After graduating from Kettering in 1970, Cowger worked at General Motors for 45 years, most recently as group vice president of Global Manufacturing and Labor Relations. In this position he was responsible for directing all of GM’s manufacturing, manufacturing engineering and labor relations activities worldwide, and was a member of the Automotive Strategy Board and the Automotive Product Board. Cowger’s inspiration to give back to the school stems from his relentless belief in the value of Kettering’s co-operative model.

“Kettering is a jewel for the quality of education it gives young folks and in the whole co-op experience where you come out as a practicing engineer and not as a theoretical engineer,” Cowger said. “And you come out with a job with people knowing your capability and helping mentor your capability. That institution is well worth protecting and supporting.”
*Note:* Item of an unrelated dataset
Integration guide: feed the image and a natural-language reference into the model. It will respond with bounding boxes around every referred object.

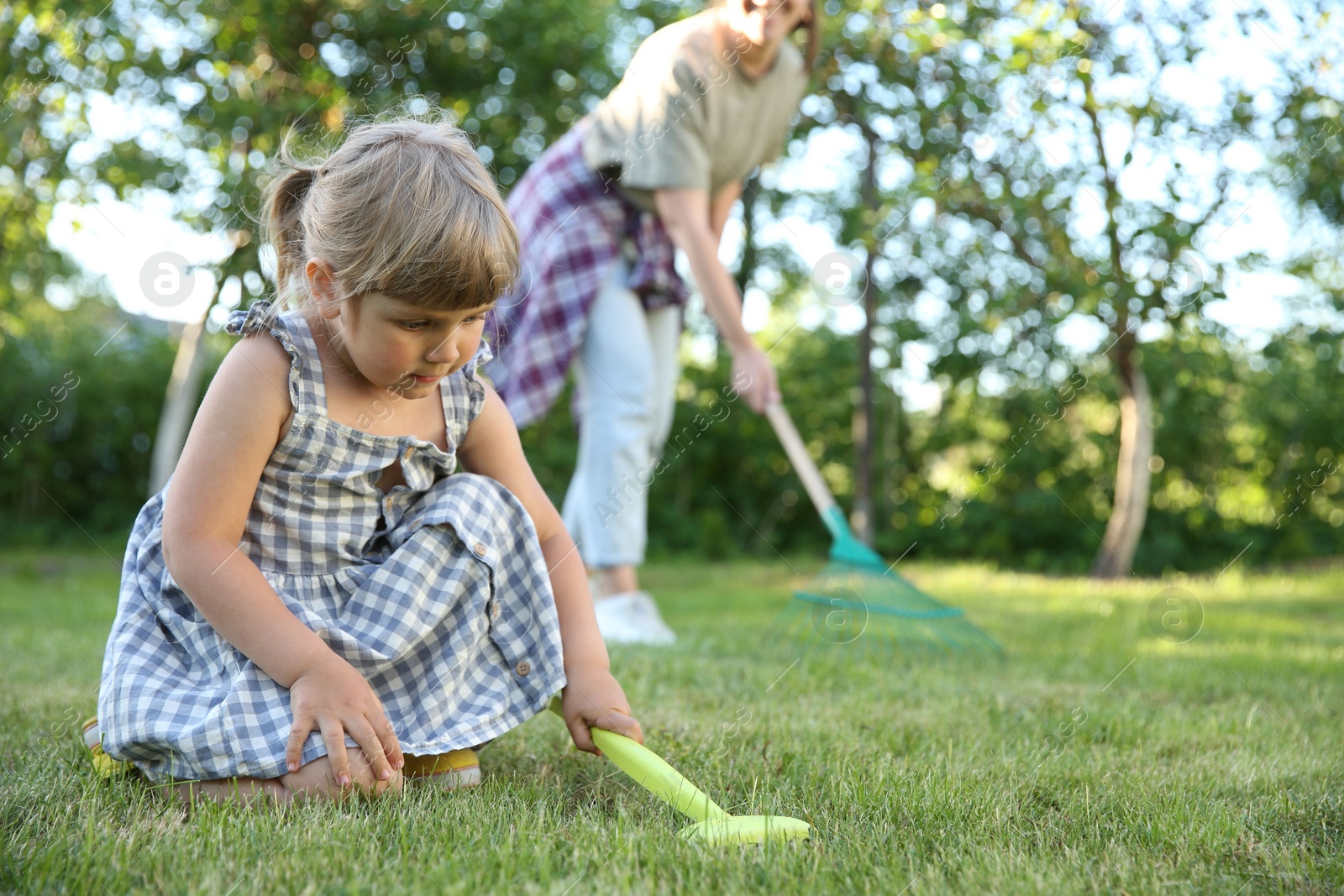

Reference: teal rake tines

Initially, Cowger didn’t have Kettering on his radar when searching for colleges to attend as he was focused on going to Kansas State to play baseball. His high school counselor and mechanical drawing teacher urged him to consider the General Motors Institute because he showed promise as an engineer. Even then, only when Cowger’s father informed him that he would make a “better engineer than a baseball player,” did he officially enroll at Kettering.

Cowger is now retired from General Motors. He serves Kettering as a member of the Board of Trustees, a role that he has maintained since 1999. His initial $10 contribution continues to grow as does his legacy at Kettering.

“Ten dollars can be a significant contribution when you’re running on about $50 extra a month. There is no right size gift,” Cowger said. “Those of us who have been lucky enough to be successful and create some wealth over the years need to give what we can to keep the University going forward.”